Taking up Wittgenstein’s criticism, Hao Wang (Computation, Logic, Philosophy) discusses the view that mathematics “is” axiomatic set theory as one of several possible answers to the question “What is mathematics?”. Wang points out that this view is epistemologically worthless, at least as far as the task of understanding the feature of cognition guiding is concerned:

Mathematics is axiomatic set theory. In a definite sense, all mathematics can be derived from axiomatic set theory. [ . . . ] There are several objections to this identification. [ . . . ] This view leaves unexplained why, of all the possible consequences of set theory, we select only those which happen to be our mathematics today, and why certain mathematical concepts are more interesting than others.

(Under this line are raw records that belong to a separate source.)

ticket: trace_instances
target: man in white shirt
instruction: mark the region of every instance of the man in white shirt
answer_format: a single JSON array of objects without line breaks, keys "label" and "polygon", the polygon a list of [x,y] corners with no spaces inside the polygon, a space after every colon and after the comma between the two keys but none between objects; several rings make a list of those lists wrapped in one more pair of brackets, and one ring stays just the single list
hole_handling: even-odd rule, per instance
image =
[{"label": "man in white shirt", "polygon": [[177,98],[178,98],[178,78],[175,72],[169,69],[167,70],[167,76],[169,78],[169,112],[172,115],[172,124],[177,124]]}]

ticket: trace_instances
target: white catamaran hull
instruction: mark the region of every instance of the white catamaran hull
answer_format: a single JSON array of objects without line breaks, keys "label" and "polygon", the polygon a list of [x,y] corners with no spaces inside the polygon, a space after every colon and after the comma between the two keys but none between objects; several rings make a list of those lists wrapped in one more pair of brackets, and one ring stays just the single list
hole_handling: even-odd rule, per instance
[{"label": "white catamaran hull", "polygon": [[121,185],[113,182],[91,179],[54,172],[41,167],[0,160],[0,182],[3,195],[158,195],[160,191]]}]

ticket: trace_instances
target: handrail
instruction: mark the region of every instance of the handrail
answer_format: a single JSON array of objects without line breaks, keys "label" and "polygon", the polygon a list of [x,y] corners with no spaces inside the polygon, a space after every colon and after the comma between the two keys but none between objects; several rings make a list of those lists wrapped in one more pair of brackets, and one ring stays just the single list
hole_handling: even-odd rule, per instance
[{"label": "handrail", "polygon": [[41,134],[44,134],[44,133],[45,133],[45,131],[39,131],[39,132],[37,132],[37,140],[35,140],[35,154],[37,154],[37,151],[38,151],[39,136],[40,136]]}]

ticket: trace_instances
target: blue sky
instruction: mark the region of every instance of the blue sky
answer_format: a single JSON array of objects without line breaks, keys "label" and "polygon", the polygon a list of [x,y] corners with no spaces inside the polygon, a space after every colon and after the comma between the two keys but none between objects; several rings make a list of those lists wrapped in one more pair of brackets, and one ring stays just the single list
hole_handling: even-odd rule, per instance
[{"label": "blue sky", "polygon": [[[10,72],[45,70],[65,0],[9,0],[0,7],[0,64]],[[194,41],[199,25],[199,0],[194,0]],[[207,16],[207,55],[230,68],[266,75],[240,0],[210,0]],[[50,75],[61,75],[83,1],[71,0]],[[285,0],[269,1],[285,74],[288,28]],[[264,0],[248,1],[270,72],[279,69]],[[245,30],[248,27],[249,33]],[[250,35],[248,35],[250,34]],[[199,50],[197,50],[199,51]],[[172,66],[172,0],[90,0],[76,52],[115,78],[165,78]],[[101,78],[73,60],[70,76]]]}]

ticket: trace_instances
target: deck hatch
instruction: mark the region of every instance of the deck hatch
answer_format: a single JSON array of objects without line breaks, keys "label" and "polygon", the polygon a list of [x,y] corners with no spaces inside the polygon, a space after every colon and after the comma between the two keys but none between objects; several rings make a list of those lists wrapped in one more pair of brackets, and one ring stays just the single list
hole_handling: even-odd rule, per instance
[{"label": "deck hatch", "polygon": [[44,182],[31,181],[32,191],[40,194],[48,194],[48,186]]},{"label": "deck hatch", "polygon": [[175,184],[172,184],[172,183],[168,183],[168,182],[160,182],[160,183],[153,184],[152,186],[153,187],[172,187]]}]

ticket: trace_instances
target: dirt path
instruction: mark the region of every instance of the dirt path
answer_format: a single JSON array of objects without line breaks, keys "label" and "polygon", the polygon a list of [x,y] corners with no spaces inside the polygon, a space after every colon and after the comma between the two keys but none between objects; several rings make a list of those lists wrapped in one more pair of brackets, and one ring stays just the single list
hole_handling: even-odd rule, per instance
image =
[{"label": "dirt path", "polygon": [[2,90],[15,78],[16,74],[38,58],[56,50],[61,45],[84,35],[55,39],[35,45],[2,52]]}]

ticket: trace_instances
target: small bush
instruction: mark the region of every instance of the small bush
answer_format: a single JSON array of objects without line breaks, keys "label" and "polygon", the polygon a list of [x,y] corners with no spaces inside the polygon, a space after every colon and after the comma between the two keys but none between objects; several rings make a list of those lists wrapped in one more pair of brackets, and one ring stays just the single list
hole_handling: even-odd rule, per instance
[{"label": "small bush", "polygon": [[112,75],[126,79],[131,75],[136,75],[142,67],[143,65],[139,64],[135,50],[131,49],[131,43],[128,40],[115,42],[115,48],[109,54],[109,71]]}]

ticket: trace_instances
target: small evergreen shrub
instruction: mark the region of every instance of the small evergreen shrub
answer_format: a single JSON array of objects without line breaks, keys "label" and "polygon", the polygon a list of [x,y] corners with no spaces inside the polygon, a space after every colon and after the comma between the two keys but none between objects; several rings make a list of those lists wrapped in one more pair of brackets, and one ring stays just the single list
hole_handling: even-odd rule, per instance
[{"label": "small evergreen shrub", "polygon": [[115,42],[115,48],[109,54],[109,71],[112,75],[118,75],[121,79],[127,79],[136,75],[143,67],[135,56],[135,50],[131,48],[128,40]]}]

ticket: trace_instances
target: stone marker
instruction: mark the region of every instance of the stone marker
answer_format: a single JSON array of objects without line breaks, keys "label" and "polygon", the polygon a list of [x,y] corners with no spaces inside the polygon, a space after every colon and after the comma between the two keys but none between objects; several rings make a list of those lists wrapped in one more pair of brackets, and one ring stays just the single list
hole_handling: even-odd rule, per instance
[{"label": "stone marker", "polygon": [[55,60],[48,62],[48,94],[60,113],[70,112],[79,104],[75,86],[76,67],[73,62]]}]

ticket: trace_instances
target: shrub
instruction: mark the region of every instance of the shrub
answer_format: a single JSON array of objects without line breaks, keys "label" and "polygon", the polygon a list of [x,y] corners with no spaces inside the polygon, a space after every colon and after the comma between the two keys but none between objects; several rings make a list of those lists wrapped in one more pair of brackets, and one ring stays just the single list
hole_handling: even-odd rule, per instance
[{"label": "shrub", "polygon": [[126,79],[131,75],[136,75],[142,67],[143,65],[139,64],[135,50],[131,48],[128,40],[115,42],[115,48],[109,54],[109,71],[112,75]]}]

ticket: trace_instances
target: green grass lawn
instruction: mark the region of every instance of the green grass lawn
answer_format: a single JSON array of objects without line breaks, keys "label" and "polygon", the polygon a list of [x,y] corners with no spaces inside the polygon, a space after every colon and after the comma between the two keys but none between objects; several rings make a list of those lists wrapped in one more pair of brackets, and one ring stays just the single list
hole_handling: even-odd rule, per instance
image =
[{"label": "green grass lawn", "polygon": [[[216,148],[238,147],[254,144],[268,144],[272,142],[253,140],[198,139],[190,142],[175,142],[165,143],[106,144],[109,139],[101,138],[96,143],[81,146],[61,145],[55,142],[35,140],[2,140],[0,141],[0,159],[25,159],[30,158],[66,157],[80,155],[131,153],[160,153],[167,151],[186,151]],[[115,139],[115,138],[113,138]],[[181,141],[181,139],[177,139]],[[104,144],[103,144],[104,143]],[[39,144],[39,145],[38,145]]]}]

It does not help to give us an intuitive grasp of mathematics such as that possessed by a powerful mathematician. By burying, e.g., the individuality of natural numbers, it seeks to explain the more basic and the clearer by the more obscure. It is a little analogous to asserting that all physical objects, such as tables, chairs, etc., are spherical if we swathe them with enough stuff.

Reductionism is an age-old project; a close forerunner of its incarnation in set theory was the arithmetization program of the 19th century. It is interesting that one of its prominent representatives, Richard Dedekind (Essays on the Theory of Numbers), exhibited a quite distanced attitude towards a consequent carrying out of the program:

It appears as something self-evident and not new that every theorem of algebra and higher analysis, no matter how remote, can be expressed as a theorem about natural numbers [ . . . ] But I see nothing meritorious [ . . . ] in actually performing this wearisome circumlocution and insisting on the use and recognition of no other than rational numbers.

Perec wrote a detective novel without using the letter ‘e’ (La disparition, English A void), thus proving not only that such an enormous enterprise is indeed possible but also that formal constraints sometimes have great aesthetic appeal. The translation of mathematical propositions into a poorer linguistic framework can easily be compared with such painful lipogrammatical exercises. In principle all logical connectives can be simulated in a framework exclusively using Sheffer’s stroke, and all cuts (in Gentzen’s sense) can be eliminated; one can do without common language at all in mathematics and formalize everything and so on: in principle, one could leave out a whole lot of things. However, in doing so one would depart from the true way of thinking employed by the mathematician (who really uses “and” and “not” and cuts and who does not reduce many things to formal systems). Obviously, it is the proof theorist as a working mathematician who is interested in things like the reduction to Sheffer’s stroke since they allow for more concise proofs by induction in the analysis of a logical calculus. Hence this proof theorist has much the same motives as a mathematician working on other problems who avoids a completely formalized treatment of these problems since he is not interested in the proof-theoretical aspect.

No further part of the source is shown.